Une situation qu'il tient tout de même à relativiser, au vu du contexte. D'autant qu'Antoine Lelièvre a pu reprendre le travail à distance. "Nous, aujourd'hui, c'est vrai qu'on sent un petit peu oubliés. Quand on voit que nos collègues de chambre d'à côté ont pu partir, et qu'ils sont déjà arrivés chez eux, on se dit que c'est un peu frustrant. Après, je suppose qu'ils ont suffisamment de choses à faire, avec déjà la sécurité de l'île, l'accès aux soins, et nourrir la population qui, pour moi, est plus importante que nous touristes", précise-t-il.
Des médecins, soutiens psychologiques improvisés
La situation est toute autre, pour ses compagnons d'infortune. Pour Amaury Brousse et Coline Blanchard, pas de télétravail possible. Ces médecins de Clermont-Ferrand sont arrivés le 4 mai dernier. Tous deux doivent organiser cette absence. "Moi, j'ai mon agenda qui est plein pour deux, voire trois semaines. J'essaie de trouver des remplaçants sur Clermont-Ferrand, mais vu les problèmes de désert médical actuels, c'est très difficile. Je dois annuler mes rendez-vous progressivement, donc laisser mes patients seuls", se désole Amaury Brousse, généraliste clermontois.
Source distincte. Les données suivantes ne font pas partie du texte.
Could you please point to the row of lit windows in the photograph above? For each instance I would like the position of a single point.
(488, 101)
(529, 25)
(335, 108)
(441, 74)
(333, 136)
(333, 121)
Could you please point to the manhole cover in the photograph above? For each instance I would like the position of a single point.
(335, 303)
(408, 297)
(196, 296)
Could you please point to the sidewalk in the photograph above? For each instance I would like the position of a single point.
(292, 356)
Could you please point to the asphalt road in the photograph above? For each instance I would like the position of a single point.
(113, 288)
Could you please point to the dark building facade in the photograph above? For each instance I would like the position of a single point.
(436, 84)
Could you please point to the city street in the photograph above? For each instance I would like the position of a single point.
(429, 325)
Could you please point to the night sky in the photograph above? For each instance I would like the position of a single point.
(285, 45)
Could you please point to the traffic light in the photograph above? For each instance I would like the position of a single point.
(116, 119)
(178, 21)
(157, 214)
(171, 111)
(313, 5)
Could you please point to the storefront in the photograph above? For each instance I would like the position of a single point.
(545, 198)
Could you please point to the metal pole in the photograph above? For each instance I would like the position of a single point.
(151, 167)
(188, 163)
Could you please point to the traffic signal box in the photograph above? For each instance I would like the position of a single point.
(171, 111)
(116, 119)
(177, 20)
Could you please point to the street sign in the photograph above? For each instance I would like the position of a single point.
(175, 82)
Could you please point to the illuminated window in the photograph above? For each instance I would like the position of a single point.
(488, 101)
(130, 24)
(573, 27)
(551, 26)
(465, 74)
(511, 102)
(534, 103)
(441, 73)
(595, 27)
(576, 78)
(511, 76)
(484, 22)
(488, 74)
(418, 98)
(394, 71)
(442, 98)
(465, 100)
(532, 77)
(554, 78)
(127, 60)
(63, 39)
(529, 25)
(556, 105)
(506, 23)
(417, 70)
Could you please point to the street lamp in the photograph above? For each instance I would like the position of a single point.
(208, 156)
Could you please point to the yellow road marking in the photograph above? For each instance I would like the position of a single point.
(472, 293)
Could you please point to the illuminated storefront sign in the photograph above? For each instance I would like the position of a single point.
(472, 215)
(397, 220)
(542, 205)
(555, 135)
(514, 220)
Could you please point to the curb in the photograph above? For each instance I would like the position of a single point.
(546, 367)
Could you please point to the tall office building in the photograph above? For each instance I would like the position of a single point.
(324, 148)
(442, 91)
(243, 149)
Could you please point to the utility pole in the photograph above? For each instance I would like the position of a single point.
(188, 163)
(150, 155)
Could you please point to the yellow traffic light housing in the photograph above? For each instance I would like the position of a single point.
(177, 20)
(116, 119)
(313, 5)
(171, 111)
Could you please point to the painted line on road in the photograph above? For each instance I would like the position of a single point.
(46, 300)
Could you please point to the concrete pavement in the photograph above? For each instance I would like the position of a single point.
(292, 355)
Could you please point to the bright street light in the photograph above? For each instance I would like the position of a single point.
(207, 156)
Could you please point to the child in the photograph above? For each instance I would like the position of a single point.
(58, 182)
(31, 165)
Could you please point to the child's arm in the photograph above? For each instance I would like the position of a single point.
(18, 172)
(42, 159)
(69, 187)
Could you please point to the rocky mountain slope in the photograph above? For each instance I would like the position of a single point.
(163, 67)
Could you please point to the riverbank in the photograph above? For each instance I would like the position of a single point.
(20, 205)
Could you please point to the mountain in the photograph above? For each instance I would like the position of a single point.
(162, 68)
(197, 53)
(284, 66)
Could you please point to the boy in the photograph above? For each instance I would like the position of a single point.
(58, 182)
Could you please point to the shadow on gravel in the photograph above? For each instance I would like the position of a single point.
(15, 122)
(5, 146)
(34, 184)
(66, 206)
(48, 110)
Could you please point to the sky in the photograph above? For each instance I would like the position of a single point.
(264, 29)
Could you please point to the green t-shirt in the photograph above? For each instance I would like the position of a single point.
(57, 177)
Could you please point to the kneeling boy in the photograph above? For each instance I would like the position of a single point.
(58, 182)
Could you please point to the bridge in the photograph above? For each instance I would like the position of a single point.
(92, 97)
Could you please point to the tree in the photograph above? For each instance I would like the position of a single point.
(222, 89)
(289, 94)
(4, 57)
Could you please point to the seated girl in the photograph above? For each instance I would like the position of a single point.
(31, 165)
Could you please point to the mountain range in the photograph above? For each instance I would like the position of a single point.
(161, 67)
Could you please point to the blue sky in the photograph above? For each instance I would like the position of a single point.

Toutefois, les deux médecins ont trouvé de quoi s'occuper, jamais trop loin de leur univers professionnel. Ils tentent d'apporter un réconfort psychologique, aux autres clients de l’hôtel. "Le personnel est adorable. Tout le monde s'occupe bien de nous, alors qu'ils sont dans une situation probablement bien pire que la nôtre, avec des domiciles qui ont brûlé, des familles à sécuriser", ajoute Coline Blanchard, cardiologue au centre hospitalier universitaire (CHU) de Clermont-Ferrand.
La soignante regrette que ce voyage ait pris cette tournure inattendue, compte tenu de la beauté de l'île. "On ne peut pas se plaindre sur le cadre. Cela fait partie de nos plus beaux voyages, il y a eu beaucoup de choses à voir, pour ce qui est des 10 premiers jours. C'est vraiment une île incroyable, mais je ne vous cache pas qu'au bout de 7 jours enfermés, on a vraiment très envie de rentrer chez nous", ajoute-t-elle. Le couple doit aussi rentrer, car les jours supplémentaires sur place engendrent des coûts imprévus. Jusqu'à 200 euros par jour pour l'hébergement et la nourriture.
À ce jour, la situation évolue doucement. Le haut-commissariat de Nouvelle-Calédonie (NDLR : équivalent d'une préfecture dans l'Hexagone) évoque une amélioration, en dépit de deux incendies la nuit dernière (heure de l'Hexagone). Les touristes venant de Paris pourraient regagner la capitale et les régions à partir de samedi.